Yesterday, Donald Trump has been inaugurated as the President of USA… However, this post is not, at least not directly, about Donald Trump, but about what was happening on Twitter during #InaugurationDay.

For the last few weeks I have been working on new tweet collection software called TweetPinna (soon to be open sourced available on GitHub). Thinking about the inauguration, I decided to do a little stress test. This resulted in a database filled with 789,051 tweets, spread over a period of ten hours. Unfortunately, due to the Twitter ToS, I cannot share the (anonymized) raw data. However, if you want to play with the data, I can provide you with all twitter IDs and necessary instructions.

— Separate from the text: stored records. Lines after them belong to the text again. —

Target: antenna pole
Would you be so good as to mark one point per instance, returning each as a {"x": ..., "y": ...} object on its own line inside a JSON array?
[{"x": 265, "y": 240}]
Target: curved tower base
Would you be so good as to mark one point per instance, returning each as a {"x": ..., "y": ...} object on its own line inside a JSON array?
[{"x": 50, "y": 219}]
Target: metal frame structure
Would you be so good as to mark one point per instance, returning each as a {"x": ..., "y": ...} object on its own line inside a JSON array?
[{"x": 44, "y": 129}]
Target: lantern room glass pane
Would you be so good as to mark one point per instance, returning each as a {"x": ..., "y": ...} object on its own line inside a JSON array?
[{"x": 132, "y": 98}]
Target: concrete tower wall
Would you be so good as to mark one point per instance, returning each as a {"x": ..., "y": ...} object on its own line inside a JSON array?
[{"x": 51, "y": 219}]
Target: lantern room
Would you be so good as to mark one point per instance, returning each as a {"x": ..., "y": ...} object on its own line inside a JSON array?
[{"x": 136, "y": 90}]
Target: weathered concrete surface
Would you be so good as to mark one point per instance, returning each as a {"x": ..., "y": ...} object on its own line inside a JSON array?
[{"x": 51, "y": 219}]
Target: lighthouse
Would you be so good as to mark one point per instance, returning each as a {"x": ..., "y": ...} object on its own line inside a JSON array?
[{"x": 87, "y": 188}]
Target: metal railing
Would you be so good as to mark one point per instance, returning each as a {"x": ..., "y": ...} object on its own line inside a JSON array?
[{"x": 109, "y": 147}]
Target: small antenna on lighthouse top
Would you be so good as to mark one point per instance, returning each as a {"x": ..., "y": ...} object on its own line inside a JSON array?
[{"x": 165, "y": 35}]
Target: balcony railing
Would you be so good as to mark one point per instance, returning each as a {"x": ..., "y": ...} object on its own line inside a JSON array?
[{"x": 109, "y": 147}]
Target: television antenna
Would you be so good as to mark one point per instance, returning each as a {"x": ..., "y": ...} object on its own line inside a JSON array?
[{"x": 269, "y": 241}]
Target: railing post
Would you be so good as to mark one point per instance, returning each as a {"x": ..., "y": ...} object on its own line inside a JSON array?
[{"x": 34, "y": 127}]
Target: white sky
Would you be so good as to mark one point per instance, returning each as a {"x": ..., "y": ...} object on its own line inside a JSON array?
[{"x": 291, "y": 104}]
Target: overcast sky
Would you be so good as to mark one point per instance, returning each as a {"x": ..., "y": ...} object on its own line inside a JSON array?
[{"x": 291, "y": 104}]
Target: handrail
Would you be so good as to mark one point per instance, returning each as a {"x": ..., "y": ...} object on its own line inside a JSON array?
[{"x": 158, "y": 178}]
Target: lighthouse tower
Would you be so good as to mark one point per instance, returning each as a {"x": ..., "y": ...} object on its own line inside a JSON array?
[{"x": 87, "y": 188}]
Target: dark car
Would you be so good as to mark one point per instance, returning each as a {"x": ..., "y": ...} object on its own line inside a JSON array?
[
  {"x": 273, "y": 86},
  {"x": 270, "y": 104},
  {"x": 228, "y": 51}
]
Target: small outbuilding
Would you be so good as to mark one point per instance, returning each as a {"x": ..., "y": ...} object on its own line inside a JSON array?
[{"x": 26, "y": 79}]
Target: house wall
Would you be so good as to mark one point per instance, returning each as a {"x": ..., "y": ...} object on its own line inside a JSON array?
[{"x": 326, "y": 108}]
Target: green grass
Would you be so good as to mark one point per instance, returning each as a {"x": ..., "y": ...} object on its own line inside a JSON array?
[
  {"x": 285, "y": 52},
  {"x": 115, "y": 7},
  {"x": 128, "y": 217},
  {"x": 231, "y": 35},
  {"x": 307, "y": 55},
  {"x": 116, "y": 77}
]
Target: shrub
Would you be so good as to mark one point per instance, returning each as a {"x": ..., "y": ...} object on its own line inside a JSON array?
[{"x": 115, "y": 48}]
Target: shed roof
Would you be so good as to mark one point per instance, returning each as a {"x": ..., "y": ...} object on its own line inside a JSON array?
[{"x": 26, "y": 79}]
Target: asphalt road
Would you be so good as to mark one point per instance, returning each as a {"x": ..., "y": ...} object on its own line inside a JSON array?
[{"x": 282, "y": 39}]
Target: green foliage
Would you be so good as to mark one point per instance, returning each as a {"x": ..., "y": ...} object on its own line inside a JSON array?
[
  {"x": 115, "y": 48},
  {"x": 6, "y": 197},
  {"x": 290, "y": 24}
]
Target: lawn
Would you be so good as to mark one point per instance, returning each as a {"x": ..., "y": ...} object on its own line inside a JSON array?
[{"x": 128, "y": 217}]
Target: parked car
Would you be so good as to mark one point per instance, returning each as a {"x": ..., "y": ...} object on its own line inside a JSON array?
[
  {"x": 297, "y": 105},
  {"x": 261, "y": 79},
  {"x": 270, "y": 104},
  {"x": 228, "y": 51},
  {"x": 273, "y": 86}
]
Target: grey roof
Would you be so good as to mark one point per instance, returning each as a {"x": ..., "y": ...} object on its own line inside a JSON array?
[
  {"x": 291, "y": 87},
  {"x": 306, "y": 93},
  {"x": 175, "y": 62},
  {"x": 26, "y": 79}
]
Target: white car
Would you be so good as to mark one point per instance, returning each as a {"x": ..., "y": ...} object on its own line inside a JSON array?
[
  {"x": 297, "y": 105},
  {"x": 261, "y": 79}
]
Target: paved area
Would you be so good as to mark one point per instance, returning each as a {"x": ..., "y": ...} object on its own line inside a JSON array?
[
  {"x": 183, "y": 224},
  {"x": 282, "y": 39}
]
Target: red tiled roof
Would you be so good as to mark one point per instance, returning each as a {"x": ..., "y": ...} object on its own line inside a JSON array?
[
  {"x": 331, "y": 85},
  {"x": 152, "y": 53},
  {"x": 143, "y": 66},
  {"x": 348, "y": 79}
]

Since these tweets seems to be very interesting, I decided to have a (very) preliminary look into the data.

## General Information / EDA

The collection software ran between Fri, 20 Jan 2017 15:49:48.187 GMT and Sat, 21 Jan 2017 00:38:48.670 GMT. Overall, 789,051 tweets were collected and stored in a MongoDB collection.

Based on metadata, there are tweets in 53 different languages in the collection. The languages with the highest frequencies of tweets are listed below:

The data also is interesting regarding the people involved. As we can see in this plot, there is a fairly strong correlation between the number of statuses and the number of followers.

## Hashtags

There are 18589 unique hashtags (948,833 in total; avg. of 1.2 hashtags per tweet) in the collection. Since #InaugurationDay was the starting point of the collection process, it clearly is the most frequent hashtag/item in the collection.

The most prominent hashtags are:

Plotting hashtag co-occurence as a network plot results in a rather beautiful, but crowded picture. Nodes that are connected have appeared together in a tweet. The size of the node represents the number of total occurences.

In order to actually see something, the sample size needs to be reduced. The following graph shows a sample of 1000 tweets and their respective hashtags.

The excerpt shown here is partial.